Other Clarifications. The FAQs clear up a number of other statutory ambiguities, including:
- Qualified wages are determined without regard to the $137,700 Social Security contribution and benefit base, and therefore may include amounts paid to employees who have received wages in excess of this amount.
- Because qualified disaster relief payments do not include wages paid by an employer, qualified wages are not excluded from the employee’s gross income as “qualified disaster relief payments.” (See our alert, FAQs: Section 139, for a complete discussion of qualified disaster relief payments.)
- Although the ERTC is not includible in the employer’s gross income for federal income tax purposes, the employer must reduce its otherwise deductible expenses by the amount of the credit.

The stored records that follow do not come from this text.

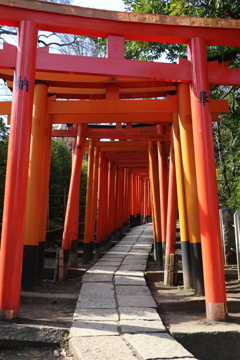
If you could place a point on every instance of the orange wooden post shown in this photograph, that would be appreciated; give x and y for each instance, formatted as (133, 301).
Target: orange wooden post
(69, 241)
(124, 213)
(118, 203)
(131, 201)
(171, 213)
(44, 199)
(32, 222)
(182, 211)
(105, 199)
(156, 202)
(163, 182)
(215, 291)
(186, 136)
(148, 210)
(110, 203)
(88, 213)
(94, 199)
(17, 172)
(100, 204)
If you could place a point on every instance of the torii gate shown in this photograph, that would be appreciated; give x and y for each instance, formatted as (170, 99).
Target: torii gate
(31, 16)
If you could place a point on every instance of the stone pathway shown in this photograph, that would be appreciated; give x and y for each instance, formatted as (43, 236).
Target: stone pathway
(115, 316)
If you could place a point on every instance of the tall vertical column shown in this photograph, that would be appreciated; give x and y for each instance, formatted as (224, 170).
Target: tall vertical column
(17, 172)
(213, 270)
(156, 201)
(88, 213)
(34, 195)
(94, 199)
(69, 243)
(171, 213)
(119, 203)
(163, 182)
(182, 211)
(100, 204)
(186, 136)
(44, 199)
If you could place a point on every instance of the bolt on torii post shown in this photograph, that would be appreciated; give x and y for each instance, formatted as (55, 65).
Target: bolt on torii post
(197, 34)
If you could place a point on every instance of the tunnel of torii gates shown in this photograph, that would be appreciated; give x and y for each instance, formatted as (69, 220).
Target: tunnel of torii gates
(163, 106)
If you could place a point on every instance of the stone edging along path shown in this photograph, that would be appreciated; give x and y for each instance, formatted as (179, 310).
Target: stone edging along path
(115, 316)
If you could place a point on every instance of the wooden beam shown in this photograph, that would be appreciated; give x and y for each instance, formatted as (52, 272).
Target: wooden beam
(99, 23)
(111, 118)
(113, 106)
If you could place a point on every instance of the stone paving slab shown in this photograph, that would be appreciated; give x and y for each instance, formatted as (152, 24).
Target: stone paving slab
(141, 326)
(115, 256)
(129, 280)
(131, 313)
(153, 346)
(98, 288)
(136, 301)
(93, 277)
(96, 314)
(136, 257)
(130, 328)
(93, 328)
(132, 290)
(133, 267)
(102, 270)
(109, 263)
(129, 273)
(106, 348)
(96, 301)
(133, 261)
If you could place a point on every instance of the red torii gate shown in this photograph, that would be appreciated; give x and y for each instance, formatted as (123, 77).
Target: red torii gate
(31, 16)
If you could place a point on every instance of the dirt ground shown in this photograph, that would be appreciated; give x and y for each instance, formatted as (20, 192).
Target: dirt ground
(54, 303)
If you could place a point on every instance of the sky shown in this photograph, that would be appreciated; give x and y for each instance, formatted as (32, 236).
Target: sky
(116, 5)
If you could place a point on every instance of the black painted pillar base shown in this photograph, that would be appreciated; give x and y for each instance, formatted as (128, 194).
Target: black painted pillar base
(186, 265)
(119, 234)
(91, 251)
(40, 263)
(86, 253)
(29, 269)
(159, 253)
(97, 251)
(73, 254)
(132, 221)
(149, 218)
(63, 264)
(197, 268)
(138, 219)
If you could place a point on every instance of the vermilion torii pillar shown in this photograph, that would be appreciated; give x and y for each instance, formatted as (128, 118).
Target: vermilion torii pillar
(163, 181)
(189, 171)
(17, 172)
(33, 208)
(214, 281)
(73, 196)
(182, 211)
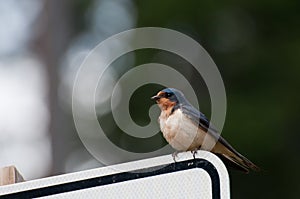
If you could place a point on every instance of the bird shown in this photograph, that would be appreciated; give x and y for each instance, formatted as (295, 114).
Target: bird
(185, 128)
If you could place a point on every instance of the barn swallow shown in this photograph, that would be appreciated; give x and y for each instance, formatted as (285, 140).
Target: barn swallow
(187, 129)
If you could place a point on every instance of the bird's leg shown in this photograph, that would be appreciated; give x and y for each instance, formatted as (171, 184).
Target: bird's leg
(174, 155)
(194, 152)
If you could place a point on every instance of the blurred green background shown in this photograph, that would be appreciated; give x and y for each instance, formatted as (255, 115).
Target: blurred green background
(255, 44)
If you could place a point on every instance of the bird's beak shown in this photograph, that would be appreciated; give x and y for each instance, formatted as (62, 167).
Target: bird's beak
(155, 97)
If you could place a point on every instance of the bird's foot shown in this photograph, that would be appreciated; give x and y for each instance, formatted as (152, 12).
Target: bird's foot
(174, 155)
(194, 152)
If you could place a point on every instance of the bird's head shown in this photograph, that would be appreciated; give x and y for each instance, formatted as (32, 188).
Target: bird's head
(169, 97)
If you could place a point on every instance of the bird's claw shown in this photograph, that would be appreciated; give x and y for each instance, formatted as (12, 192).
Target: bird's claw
(174, 155)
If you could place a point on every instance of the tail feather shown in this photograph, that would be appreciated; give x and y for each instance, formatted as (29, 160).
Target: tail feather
(241, 163)
(234, 159)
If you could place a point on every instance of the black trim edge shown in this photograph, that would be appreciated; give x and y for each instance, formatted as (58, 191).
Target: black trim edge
(125, 176)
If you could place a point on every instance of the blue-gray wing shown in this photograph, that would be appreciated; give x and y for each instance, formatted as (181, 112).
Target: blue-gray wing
(201, 120)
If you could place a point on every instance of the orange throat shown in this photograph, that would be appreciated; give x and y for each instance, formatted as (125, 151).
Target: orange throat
(166, 105)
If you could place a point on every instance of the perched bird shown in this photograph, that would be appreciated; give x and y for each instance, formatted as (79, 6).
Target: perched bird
(187, 129)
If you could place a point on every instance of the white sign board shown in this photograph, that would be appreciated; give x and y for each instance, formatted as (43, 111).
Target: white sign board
(160, 177)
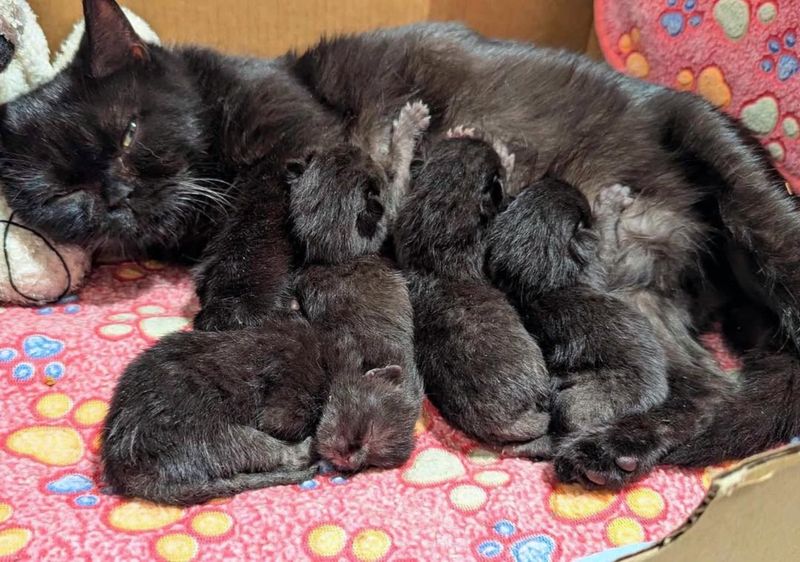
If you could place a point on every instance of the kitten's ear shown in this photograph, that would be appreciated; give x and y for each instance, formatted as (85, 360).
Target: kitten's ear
(390, 373)
(110, 41)
(296, 167)
(493, 196)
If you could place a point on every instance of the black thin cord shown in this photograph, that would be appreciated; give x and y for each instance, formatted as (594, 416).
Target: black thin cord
(9, 223)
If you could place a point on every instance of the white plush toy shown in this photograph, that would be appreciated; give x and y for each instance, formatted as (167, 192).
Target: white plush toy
(40, 270)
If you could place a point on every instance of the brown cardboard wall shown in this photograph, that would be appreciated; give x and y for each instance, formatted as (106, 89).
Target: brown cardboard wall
(270, 27)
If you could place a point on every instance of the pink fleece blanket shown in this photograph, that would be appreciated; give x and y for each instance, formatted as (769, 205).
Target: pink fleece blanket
(452, 501)
(742, 55)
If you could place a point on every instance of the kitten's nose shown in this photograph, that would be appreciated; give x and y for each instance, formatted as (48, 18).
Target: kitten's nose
(117, 193)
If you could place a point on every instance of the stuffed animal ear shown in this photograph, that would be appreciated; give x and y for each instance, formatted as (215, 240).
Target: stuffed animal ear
(110, 41)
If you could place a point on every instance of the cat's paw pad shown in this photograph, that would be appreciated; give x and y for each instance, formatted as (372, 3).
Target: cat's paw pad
(613, 199)
(462, 132)
(606, 458)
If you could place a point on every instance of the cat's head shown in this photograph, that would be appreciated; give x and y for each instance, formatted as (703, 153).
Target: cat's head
(543, 241)
(338, 204)
(457, 190)
(106, 151)
(369, 420)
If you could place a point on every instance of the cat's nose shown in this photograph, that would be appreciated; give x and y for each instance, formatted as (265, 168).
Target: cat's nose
(117, 193)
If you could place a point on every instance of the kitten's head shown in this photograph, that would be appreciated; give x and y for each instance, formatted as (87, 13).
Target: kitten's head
(106, 151)
(456, 193)
(368, 420)
(338, 200)
(543, 241)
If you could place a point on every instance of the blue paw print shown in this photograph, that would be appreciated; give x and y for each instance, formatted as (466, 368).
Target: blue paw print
(782, 58)
(535, 548)
(69, 306)
(41, 347)
(538, 548)
(674, 21)
(70, 484)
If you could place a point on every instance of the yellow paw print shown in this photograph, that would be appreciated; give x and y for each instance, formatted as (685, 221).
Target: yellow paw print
(12, 539)
(135, 516)
(57, 445)
(152, 321)
(368, 545)
(572, 502)
(636, 63)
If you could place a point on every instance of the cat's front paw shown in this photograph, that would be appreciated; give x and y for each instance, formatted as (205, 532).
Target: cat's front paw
(611, 201)
(607, 457)
(414, 119)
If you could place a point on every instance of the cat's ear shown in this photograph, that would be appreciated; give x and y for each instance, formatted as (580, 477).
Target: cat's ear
(110, 43)
(391, 373)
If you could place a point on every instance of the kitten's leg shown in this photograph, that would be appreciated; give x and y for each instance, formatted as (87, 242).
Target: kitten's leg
(409, 126)
(614, 454)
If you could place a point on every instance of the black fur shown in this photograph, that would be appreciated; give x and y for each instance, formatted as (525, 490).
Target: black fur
(207, 119)
(603, 355)
(481, 368)
(205, 414)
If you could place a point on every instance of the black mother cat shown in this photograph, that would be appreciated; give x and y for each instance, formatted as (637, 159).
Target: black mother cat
(136, 149)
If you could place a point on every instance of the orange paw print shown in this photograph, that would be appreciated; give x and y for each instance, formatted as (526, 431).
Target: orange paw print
(635, 62)
(151, 321)
(575, 503)
(709, 83)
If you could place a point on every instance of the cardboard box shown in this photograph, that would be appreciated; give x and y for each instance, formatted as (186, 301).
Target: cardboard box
(751, 512)
(270, 27)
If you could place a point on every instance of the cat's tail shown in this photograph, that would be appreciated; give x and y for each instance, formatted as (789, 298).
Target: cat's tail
(193, 494)
(764, 412)
(752, 205)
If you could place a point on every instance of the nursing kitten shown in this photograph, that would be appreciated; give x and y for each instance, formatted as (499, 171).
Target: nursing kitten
(207, 414)
(603, 354)
(359, 306)
(138, 150)
(480, 366)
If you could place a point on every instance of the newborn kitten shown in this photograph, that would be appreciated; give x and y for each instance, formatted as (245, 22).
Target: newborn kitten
(184, 427)
(480, 366)
(341, 206)
(603, 354)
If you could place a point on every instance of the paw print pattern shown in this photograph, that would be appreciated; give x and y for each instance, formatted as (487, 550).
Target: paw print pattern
(330, 539)
(782, 58)
(12, 539)
(571, 502)
(65, 305)
(680, 14)
(506, 539)
(151, 321)
(36, 353)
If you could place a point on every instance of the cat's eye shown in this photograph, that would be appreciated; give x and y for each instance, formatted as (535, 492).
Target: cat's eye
(130, 134)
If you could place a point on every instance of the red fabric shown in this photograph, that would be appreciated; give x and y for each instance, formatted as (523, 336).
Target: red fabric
(742, 55)
(451, 502)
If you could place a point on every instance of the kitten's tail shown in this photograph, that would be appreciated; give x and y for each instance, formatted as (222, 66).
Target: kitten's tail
(757, 214)
(193, 494)
(764, 412)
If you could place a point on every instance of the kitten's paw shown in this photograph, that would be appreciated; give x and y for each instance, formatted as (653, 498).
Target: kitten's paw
(613, 200)
(462, 132)
(606, 458)
(415, 118)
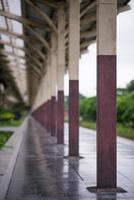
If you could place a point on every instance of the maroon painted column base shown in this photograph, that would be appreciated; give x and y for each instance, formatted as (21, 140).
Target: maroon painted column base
(53, 116)
(106, 121)
(60, 118)
(39, 114)
(73, 118)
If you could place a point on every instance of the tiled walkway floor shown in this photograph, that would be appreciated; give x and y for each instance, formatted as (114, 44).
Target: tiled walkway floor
(41, 172)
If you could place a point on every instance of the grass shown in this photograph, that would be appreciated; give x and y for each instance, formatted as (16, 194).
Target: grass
(4, 136)
(11, 122)
(122, 130)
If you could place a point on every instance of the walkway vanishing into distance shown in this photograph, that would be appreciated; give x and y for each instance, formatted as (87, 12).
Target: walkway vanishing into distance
(43, 173)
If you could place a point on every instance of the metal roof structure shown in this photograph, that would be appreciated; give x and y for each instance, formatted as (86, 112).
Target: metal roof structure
(24, 48)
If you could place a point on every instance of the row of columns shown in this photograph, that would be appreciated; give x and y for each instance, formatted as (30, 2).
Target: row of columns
(53, 87)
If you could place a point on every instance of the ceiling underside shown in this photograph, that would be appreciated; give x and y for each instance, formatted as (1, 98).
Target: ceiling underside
(25, 31)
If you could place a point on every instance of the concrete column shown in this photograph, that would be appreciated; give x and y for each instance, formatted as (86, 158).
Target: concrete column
(61, 71)
(74, 52)
(53, 80)
(106, 93)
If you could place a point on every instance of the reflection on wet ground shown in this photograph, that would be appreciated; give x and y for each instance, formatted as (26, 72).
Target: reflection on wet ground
(42, 172)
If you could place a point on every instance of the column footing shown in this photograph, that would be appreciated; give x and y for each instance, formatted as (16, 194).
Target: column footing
(106, 190)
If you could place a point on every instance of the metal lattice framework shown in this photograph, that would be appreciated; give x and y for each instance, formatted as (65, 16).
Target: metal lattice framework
(25, 36)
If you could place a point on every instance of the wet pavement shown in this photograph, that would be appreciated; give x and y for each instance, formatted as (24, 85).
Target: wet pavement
(8, 128)
(42, 172)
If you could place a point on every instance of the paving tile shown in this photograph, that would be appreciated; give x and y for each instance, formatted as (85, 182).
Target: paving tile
(42, 172)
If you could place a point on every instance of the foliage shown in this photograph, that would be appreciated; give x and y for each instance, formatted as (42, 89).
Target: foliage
(125, 108)
(122, 130)
(88, 109)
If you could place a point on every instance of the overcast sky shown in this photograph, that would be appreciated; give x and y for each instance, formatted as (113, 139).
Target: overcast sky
(125, 57)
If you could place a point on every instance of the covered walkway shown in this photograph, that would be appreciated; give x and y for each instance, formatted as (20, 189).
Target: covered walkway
(43, 173)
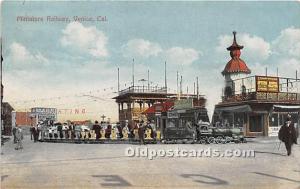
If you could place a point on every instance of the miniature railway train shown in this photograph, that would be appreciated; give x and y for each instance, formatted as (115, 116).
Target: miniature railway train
(203, 134)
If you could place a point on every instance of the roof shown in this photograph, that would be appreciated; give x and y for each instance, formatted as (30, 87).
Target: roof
(234, 45)
(165, 106)
(236, 65)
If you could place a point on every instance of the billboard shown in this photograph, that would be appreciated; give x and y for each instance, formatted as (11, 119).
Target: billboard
(183, 103)
(43, 114)
(267, 84)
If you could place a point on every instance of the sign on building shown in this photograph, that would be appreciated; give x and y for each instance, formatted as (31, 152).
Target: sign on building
(267, 84)
(183, 103)
(42, 114)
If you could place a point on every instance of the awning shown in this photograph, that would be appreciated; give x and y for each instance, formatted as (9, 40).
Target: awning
(242, 108)
(286, 108)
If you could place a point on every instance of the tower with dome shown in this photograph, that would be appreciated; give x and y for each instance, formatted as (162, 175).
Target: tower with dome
(256, 104)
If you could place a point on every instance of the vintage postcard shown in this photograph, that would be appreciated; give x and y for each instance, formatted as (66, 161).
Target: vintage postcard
(150, 94)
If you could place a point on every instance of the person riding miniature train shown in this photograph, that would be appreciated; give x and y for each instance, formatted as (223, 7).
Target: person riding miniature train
(288, 134)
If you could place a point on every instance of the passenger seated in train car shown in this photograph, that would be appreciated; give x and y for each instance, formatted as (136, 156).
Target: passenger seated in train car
(108, 131)
(150, 127)
(97, 128)
(119, 127)
(141, 132)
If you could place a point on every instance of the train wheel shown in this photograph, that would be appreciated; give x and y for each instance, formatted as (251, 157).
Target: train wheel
(222, 140)
(211, 140)
(218, 140)
(228, 139)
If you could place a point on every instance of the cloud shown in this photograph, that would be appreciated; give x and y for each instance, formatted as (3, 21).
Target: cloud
(20, 57)
(255, 48)
(288, 43)
(183, 56)
(85, 39)
(141, 48)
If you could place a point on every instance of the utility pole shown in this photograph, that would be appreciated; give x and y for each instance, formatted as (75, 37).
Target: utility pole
(148, 81)
(133, 73)
(166, 86)
(177, 87)
(180, 86)
(118, 80)
(1, 95)
(197, 89)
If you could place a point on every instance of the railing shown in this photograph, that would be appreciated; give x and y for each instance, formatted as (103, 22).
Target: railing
(281, 96)
(143, 89)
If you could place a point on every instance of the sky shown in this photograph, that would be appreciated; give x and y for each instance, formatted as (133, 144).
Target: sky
(71, 64)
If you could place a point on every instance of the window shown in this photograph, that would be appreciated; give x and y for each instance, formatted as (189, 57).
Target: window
(228, 91)
(274, 120)
(256, 123)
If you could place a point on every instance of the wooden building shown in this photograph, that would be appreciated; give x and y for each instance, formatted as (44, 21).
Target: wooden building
(6, 116)
(258, 105)
(138, 103)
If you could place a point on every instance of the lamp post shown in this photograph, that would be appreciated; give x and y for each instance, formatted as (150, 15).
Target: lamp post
(103, 117)
(143, 80)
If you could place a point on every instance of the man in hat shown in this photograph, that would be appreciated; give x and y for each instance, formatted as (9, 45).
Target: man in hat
(19, 138)
(97, 128)
(287, 134)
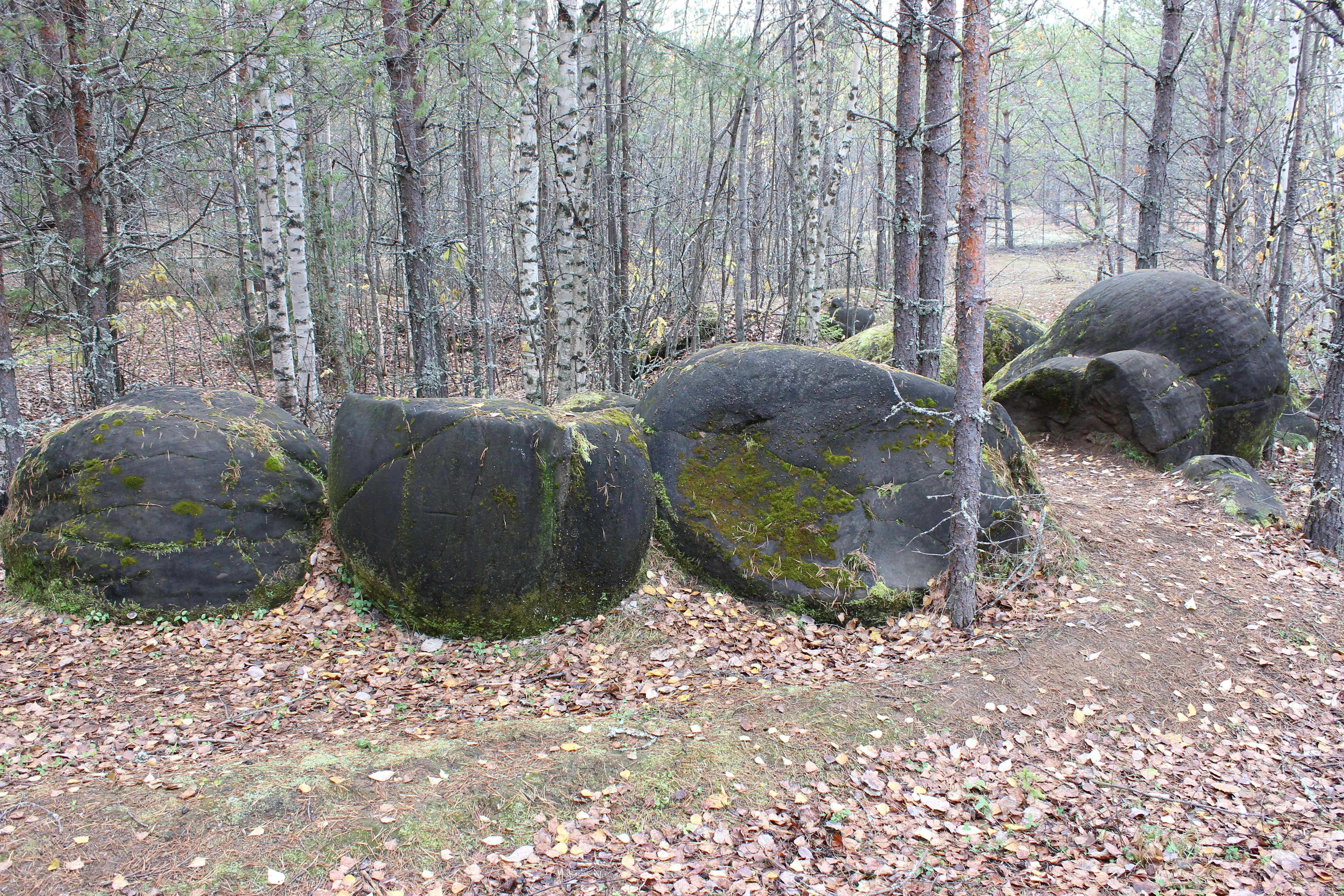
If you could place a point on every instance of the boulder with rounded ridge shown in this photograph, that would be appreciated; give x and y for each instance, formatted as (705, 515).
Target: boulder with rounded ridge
(490, 518)
(173, 500)
(1214, 336)
(792, 473)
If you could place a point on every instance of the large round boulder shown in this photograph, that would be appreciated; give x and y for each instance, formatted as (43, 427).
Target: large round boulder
(490, 518)
(800, 475)
(1142, 398)
(173, 500)
(1214, 336)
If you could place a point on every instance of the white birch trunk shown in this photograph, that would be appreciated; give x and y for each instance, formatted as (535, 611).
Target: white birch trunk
(577, 96)
(814, 261)
(272, 250)
(851, 116)
(296, 242)
(527, 206)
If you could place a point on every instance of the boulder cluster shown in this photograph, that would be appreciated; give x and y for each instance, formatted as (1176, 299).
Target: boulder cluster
(810, 477)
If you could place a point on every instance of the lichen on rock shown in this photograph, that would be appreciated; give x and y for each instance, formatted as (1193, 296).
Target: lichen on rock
(491, 518)
(802, 475)
(147, 522)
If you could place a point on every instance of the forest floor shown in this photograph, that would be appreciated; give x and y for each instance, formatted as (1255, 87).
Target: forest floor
(1163, 719)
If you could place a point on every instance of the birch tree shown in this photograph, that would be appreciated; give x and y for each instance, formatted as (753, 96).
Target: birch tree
(404, 30)
(296, 236)
(577, 96)
(905, 218)
(1159, 138)
(529, 177)
(272, 250)
(812, 76)
(1283, 283)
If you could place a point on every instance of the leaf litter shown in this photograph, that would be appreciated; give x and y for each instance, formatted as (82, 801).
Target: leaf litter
(1234, 792)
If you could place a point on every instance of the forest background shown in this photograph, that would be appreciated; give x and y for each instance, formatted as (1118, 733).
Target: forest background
(530, 201)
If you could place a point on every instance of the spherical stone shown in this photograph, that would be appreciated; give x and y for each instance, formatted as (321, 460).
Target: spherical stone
(792, 473)
(490, 518)
(1142, 398)
(169, 500)
(1215, 336)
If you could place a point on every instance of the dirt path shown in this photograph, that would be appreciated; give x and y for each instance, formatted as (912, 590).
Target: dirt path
(1096, 734)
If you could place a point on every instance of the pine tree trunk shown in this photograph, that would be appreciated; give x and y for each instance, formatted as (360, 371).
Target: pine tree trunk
(744, 246)
(971, 313)
(940, 79)
(529, 178)
(11, 418)
(82, 228)
(296, 240)
(1159, 139)
(1324, 526)
(272, 252)
(1007, 163)
(402, 36)
(906, 170)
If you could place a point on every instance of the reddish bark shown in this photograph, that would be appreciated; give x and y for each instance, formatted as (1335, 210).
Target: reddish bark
(971, 312)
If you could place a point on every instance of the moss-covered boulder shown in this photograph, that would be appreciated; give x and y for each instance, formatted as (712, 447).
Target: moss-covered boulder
(167, 502)
(1237, 487)
(800, 475)
(1007, 335)
(584, 402)
(1217, 338)
(1142, 398)
(873, 345)
(490, 518)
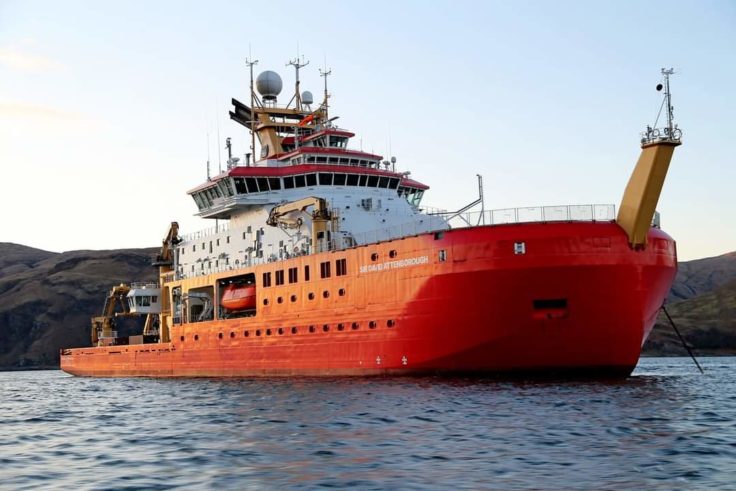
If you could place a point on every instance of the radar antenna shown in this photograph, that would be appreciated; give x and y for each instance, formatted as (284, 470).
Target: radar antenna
(325, 73)
(297, 95)
(250, 63)
(670, 132)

The IRS has indicated additional FAQs are in the works, in particular to address application of the decline in gross receipts test to tax-exempt employers. Further, while the FAQs provide insight into how the IRS plans to apply the ERTC, they are not binding precedent for either the IRS or taxpayers. As demonstrated by the IRS decision to reverse its position on health plan expenses of furloughed employees, the FAQs also may be influenced by congressional criticism. Because application of the ERTC may be complex and fact-specific, we encourage employers to carefully consider all aspects of the guidance in evaluating the availability of the credit.